The combination of all this evidence, viewed in the light most favorable to the State and the conviction, is not “so lacking in probative value and force that no reasonable trier of fact could have found guilt beyond a reasonable doubt.” See Steenberg Homes, 223 Wis.2d at 517, 589 N.W.2d at 671. Under Dalton, Kearney’s conduct was sufficient to constitute kidnapping by deceit, pursuant to § 940.31(1)(c), STATS., irrespective of whether Kearney’s statements to the clerk are express or implied misrepresentations. Therefore, a reasonable trier of fact could find that the deceit was asking the clerk to come to his room to fix the television, when he actually wanted her there so he would have the opportunity to have sexual contact with her. Accordingly, we affirm the circuit court’s finding of deceit because the evidence was sufficient to satisfy the requirements of § 940.31(1)(c). New Trial. Kearney also argues that he is entitled to a new trial in the interest of justice because the real controversy has not been fully tried.
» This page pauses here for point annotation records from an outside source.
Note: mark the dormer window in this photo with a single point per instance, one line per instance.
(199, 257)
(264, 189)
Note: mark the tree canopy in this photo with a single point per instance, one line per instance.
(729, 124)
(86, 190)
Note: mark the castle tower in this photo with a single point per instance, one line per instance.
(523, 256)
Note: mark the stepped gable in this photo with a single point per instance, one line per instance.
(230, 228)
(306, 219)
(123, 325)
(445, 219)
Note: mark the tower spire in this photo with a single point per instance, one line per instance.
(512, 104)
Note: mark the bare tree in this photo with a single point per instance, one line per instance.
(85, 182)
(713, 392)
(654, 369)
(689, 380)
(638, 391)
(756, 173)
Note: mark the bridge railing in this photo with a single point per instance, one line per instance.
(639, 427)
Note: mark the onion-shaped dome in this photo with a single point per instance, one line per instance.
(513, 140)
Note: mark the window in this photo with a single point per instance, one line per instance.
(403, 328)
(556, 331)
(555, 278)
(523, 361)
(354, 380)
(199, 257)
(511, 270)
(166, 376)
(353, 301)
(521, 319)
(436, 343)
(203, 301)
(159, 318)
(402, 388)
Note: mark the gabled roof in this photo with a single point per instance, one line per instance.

See § 752.35, STATS. He contends that the trier of fact was not given the opportunity to hear all of Spierer’s testimony regarding his motivation at the time of the attack, and the exclusion of such evidence was error. Therefore, he claims he is entitled to a new trial with the inclusion of the excluded evidence. We have already rejected Kearney’s argument that the testimony was improperly excluded. Accordingly, we conclude that the real controversy has been fully tried, and we decline to exercise our power of discretionary reversal.
CONCLUSION We conclude that the circuit court properly excluded Spierer’s testimony relating to the motivation for the attack. We also conclude that there was sufficient evidence for a trier of fact to find deceit. Accordingly, we affirm. By the Court.—Judgment affirmed. Not recommended for publication in the official reports.